Contributing to a more nuanced understanding of how Islamic movements utilise various spiritual, organisational and material resources and strategies for collective action, community development and democratic engagement, the book will be of interest to academics in the field of political Islam, South Asian studies, sociology of religion and development studies.
Table of Contents
Introduction 1. Islamic Movements and the Secular State in India 2. Muslim Citizenship Politics and the Popular Front of India 3. Framing Muslim Victimhood: The Politics of Grief and Protection 4. Hindu Self-Defence against Muslim "Troublemakers" 5. Islamic Pragmatism and Legal Education: Appeal of the Popular Front of India 6. Value Politics, Illiberal Agendas and Modernity in India 7. Conclusion - Has Secular Politics Failed?
Arndt Emmerich a Political Sociologist, is a Research Fellow at the Max Planck Institute for the Study of Religious and Ethnic Diversity in Göttingen, Germany.

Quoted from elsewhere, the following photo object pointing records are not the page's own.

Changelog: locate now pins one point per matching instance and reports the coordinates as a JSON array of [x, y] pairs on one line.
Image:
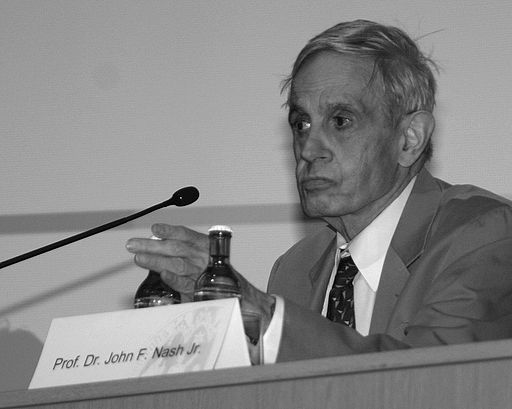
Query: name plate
[[142, 342]]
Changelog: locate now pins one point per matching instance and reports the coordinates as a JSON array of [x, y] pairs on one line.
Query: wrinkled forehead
[[329, 78]]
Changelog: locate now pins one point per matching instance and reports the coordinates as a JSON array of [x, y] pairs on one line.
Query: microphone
[[182, 197]]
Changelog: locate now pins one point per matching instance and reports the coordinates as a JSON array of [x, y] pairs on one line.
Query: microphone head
[[184, 196]]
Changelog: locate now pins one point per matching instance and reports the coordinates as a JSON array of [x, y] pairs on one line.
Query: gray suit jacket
[[447, 278]]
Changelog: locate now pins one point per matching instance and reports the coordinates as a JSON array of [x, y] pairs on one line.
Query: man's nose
[[314, 147]]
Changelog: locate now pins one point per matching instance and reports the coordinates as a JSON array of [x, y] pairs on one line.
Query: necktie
[[341, 297]]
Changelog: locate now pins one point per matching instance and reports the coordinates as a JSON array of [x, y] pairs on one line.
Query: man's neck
[[350, 225]]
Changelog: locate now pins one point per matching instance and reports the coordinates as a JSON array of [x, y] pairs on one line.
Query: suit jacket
[[447, 278]]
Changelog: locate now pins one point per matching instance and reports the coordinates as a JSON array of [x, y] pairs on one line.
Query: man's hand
[[180, 258]]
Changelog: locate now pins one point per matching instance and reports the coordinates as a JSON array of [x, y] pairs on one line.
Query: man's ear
[[416, 131]]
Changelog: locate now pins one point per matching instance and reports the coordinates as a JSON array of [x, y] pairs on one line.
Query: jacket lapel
[[406, 246]]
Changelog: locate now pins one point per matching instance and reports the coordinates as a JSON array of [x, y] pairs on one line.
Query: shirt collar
[[369, 248]]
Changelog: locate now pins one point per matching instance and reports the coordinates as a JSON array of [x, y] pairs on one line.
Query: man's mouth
[[312, 184]]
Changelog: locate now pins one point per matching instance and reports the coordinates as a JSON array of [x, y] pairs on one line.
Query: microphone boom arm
[[178, 199]]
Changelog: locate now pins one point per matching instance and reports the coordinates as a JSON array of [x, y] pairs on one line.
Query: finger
[[176, 265], [169, 247], [182, 233]]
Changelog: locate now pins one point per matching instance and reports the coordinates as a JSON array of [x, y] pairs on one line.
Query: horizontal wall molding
[[79, 221]]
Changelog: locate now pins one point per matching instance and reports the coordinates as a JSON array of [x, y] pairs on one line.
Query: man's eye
[[341, 121], [302, 125]]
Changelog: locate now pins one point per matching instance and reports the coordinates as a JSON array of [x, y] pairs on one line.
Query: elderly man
[[405, 260]]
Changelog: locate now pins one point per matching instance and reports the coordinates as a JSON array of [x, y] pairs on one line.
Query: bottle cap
[[222, 228]]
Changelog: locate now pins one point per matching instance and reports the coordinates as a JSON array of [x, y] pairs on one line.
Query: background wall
[[108, 107]]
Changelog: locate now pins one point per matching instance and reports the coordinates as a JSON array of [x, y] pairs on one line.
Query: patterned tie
[[341, 297]]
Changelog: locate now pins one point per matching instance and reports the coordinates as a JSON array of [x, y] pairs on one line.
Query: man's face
[[345, 147]]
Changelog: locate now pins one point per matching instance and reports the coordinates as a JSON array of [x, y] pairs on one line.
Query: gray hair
[[404, 71]]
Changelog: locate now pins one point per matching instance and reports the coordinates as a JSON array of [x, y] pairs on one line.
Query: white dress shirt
[[368, 250]]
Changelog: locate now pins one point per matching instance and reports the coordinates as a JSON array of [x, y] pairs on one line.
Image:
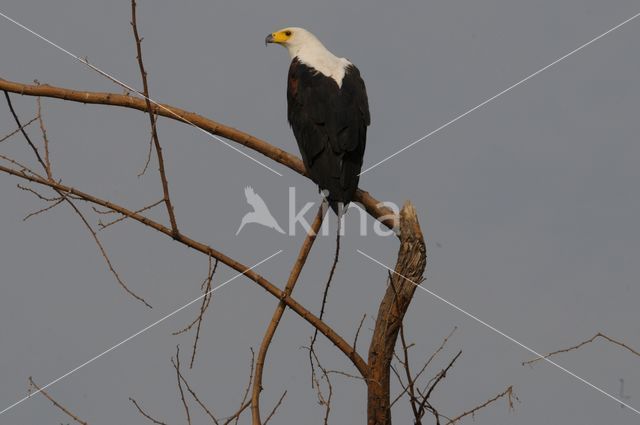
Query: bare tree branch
[[145, 414], [277, 314], [55, 403], [294, 305], [66, 198], [585, 342], [275, 408], [508, 393], [19, 129], [152, 120], [372, 206], [412, 259]]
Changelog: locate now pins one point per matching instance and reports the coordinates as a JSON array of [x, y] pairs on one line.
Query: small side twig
[[508, 393], [176, 365], [55, 403], [583, 343], [145, 414], [19, 129], [273, 411], [45, 139], [152, 121]]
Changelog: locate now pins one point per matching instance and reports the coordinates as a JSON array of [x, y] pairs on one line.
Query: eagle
[[328, 110]]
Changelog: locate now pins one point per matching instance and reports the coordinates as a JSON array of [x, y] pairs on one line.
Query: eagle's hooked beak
[[268, 39]]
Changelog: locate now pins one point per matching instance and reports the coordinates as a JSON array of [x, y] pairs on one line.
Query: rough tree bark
[[410, 266]]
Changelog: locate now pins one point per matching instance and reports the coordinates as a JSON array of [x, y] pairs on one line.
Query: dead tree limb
[[277, 314], [372, 205], [411, 263]]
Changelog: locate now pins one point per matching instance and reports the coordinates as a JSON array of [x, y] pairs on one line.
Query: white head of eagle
[[328, 110]]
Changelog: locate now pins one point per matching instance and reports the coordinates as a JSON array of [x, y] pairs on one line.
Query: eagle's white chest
[[325, 62]]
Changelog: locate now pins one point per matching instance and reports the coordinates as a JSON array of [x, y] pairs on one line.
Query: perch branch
[[277, 314], [371, 205]]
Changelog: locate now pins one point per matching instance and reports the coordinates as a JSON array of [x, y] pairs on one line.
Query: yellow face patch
[[281, 36]]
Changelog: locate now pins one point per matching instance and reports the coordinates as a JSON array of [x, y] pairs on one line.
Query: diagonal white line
[[131, 89], [442, 127], [499, 332], [134, 335]]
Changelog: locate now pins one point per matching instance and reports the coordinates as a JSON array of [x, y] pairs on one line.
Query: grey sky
[[534, 199]]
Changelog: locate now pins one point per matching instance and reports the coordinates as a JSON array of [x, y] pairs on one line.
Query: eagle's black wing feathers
[[330, 126]]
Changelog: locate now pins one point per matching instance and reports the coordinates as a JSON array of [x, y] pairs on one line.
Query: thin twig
[[322, 399], [152, 121], [273, 290], [145, 414], [246, 390], [55, 403], [176, 365], [66, 196], [585, 342], [277, 314], [22, 130], [507, 393], [148, 161], [273, 411], [124, 217], [426, 364], [324, 299], [203, 308], [45, 140], [374, 207], [45, 209], [355, 339], [194, 395], [95, 237], [19, 129], [236, 415]]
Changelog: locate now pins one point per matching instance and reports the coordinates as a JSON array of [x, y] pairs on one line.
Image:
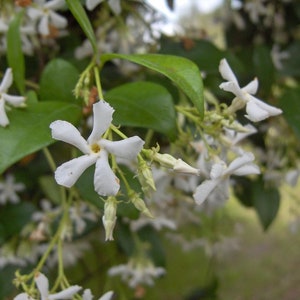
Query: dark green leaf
[[58, 80], [263, 67], [289, 103], [143, 104], [266, 202], [183, 72], [29, 129], [14, 52], [80, 15], [13, 217]]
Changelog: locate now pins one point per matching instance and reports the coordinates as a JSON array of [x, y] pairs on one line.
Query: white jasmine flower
[[9, 189], [17, 101], [42, 284], [256, 109], [240, 166], [44, 12], [137, 271], [95, 149], [87, 295], [114, 5]]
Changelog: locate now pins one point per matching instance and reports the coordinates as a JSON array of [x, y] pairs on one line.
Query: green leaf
[[29, 129], [263, 67], [80, 15], [183, 72], [13, 217], [266, 202], [143, 104], [58, 80], [289, 103], [14, 52]]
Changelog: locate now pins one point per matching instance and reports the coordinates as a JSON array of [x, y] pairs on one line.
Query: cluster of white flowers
[[42, 284]]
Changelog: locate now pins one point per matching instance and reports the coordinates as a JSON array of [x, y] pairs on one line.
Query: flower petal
[[105, 181], [57, 20], [6, 81], [107, 296], [255, 113], [23, 296], [102, 118], [239, 162], [42, 284], [226, 72], [14, 100], [128, 148], [68, 173], [66, 294], [91, 4], [204, 189], [251, 87], [3, 117], [66, 132]]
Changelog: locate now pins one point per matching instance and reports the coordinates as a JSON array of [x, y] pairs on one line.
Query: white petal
[[204, 189], [107, 296], [251, 87], [43, 27], [217, 170], [6, 81], [66, 132], [239, 162], [87, 295], [68, 173], [232, 87], [102, 118], [3, 117], [91, 4], [128, 148], [105, 181], [23, 296], [57, 20], [226, 72], [65, 294], [14, 100], [42, 284], [255, 113], [247, 169]]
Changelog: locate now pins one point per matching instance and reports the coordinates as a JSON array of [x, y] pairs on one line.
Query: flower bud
[[109, 218]]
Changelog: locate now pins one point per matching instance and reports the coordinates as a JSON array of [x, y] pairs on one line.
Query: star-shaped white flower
[[17, 101], [42, 284], [219, 173], [44, 11], [256, 109], [95, 149]]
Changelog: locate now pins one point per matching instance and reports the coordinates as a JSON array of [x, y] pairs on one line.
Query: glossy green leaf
[[289, 103], [58, 80], [183, 72], [13, 217], [143, 104], [29, 131], [14, 52], [80, 15], [266, 201]]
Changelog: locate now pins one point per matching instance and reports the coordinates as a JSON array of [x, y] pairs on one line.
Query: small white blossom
[[137, 271], [42, 284], [9, 189], [44, 12], [17, 101], [87, 295], [219, 173], [95, 149], [256, 109]]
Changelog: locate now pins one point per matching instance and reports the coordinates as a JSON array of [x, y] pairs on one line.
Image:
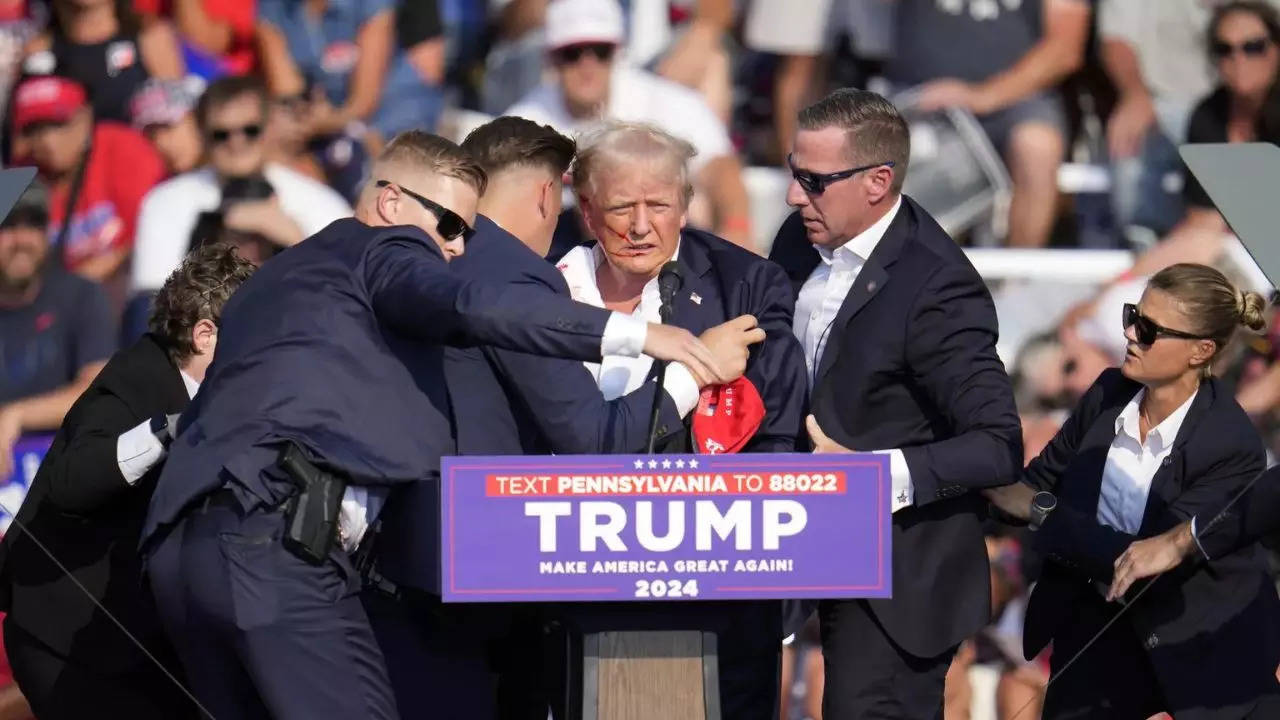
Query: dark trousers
[[868, 677], [69, 688], [1112, 680], [260, 632], [479, 661]]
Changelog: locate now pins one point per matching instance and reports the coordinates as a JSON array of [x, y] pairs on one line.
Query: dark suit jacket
[[910, 363], [1208, 629], [508, 402], [1242, 522], [337, 345], [85, 513]]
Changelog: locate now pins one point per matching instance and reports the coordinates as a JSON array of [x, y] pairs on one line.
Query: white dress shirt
[[137, 450], [817, 306], [1132, 464], [620, 374]]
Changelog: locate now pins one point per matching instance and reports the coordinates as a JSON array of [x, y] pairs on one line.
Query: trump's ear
[[545, 199], [880, 182]]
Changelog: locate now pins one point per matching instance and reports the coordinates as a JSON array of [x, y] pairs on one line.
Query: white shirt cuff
[[900, 478], [1196, 537], [359, 510], [137, 450], [624, 335], [682, 388]]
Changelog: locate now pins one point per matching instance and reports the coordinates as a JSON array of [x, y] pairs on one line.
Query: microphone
[[670, 279]]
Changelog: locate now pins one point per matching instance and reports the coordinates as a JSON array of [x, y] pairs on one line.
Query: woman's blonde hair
[[1211, 302]]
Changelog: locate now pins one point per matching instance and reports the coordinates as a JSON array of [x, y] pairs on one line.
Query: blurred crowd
[[158, 126]]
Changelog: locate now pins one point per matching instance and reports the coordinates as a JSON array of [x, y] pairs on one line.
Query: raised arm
[[414, 292], [951, 351]]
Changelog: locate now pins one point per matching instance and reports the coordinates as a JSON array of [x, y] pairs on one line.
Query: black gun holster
[[311, 514]]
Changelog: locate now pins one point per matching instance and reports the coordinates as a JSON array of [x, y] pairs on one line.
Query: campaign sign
[[664, 527]]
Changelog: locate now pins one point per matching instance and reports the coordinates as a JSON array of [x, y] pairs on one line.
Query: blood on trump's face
[[636, 212]]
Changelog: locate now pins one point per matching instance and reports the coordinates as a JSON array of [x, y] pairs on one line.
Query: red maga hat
[[727, 417]]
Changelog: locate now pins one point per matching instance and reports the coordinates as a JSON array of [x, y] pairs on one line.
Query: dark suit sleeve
[[86, 473], [1043, 472], [776, 367], [1095, 547], [951, 351], [566, 402], [414, 292], [1237, 523]]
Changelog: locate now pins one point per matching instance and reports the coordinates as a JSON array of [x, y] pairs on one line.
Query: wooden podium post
[[650, 675]]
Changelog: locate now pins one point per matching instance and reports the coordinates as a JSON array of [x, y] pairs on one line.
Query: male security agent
[[329, 372], [899, 333], [632, 186], [483, 660]]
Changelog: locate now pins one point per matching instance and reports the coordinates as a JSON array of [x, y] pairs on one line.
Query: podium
[[592, 532]]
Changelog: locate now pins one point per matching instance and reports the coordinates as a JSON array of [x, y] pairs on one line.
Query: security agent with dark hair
[[86, 506], [503, 402], [328, 391], [900, 335], [1152, 443]]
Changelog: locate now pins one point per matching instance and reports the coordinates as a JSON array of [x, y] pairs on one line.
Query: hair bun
[[1252, 306]]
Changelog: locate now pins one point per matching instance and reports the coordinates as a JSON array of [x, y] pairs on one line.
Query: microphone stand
[[664, 314]]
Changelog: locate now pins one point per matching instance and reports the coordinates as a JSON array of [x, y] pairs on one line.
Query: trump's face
[[636, 210]]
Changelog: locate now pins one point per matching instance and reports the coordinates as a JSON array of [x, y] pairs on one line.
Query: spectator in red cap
[[163, 110], [104, 46], [592, 85], [96, 174]]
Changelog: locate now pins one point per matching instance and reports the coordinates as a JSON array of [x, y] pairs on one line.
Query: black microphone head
[[670, 279]]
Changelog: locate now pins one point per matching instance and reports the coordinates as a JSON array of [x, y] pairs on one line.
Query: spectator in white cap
[[161, 109], [590, 85]]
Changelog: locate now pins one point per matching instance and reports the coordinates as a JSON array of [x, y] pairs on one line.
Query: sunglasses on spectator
[[1252, 48], [251, 132], [1147, 331], [447, 222], [817, 183], [570, 55]]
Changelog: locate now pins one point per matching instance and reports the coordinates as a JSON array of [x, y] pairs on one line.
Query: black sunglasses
[[1147, 331], [817, 182], [1252, 48], [222, 135], [448, 223], [571, 54]]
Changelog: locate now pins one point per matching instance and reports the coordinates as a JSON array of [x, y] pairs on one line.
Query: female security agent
[[86, 509], [1151, 445]]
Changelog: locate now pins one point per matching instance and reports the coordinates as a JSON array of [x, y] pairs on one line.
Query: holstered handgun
[[311, 514]]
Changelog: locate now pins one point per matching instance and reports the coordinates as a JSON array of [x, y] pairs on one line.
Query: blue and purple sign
[[664, 527]]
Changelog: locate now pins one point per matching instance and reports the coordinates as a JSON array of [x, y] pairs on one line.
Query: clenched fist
[[730, 342], [677, 345]]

He is also Research Associate in the Oxford Department of International Development at the University of Oxford, UK.
This is the first scholarly analysis of the Popular Front of India, one of several new Muslim organisations which emerged during the 1990s with the rise of Hindu nationalism and the violence following the destruction of the Babri Masjid. Emmerich presents the Front as being driven by Middle Class Muslims from south India, and in the process offers important insights into Indo-Muslim politics in the age of BJP dominance.
Francis Robinson, Royal Holloway, University of London
Islamic Movements in India by Arndt Emmerich is a result of solid ethnographic research and a useful contribution in the area of South Asian politics. This is a first scholarly book-length study on the Popular Front of India. He has engaged with the existing literature in the field in a stimulating manner along with a focused analysis of a particular political articulation among a section of Indian Muslims. His writing style is lucid, readable and accessible. In the context of a growing and global interest in the Islamist movements, the book is topical. A fine achievement.
Maidul Islam, Centre for Studies in Social Sciences, Calcutta and author of Limits of Islamism (2015) and Indian Muslim(s) after Liberalization (2019)
At a time when populism as a genre of fascism is pervasive, Arndt Emmerich has produced one of the finest works of scholarship in political sociology that unsettles Islamophobia and offers an arresting, anti-alarmist account of Popular Front of India – a justice-inspired, inclusion-oriented movement in contemporary India.
Irfan Ahmad, author of "Religion as Critique: Islamic Critical Thinking from Mecca to the Marketplace" (2017)
Arndt Emmerich’s study of the Popular Front of India (PFI) presents a unique insight into the political aspirations and strategies of the leaders of one of the most visible Muslim political movements in contemporary India. The case study also gives us deep insight into the everyday realities of Indian Muslims who feel marginalised by the prevailing system, and who count themselves among the followers of the PFI. Arndt has the ability to help us relate to the deeply emotive experiences of his respondents, while retaining scholarly neutrality. It is one of the most insightful books to be published on Muslim politics in India in recent years.
Masooda Bano, Oxford Department of International Development, University of Oxford
Looking at the hoary subject of religious relations in a highly original way, Emmerich shows how new forms of Muslim but also Hindu politics are linked to the emergence of equally new middle classes in post-liberalisation India. Defined by migration either to Mumbai or the Gulf and the creation of a remittance economy, these groups operate as social movements and NGOs. Dispensing aid and services while seeking to mobilise their working-class coreligionists into an anti-clerical and anti-traditionalist form of religious identity, they have remade Muslim society across southern India.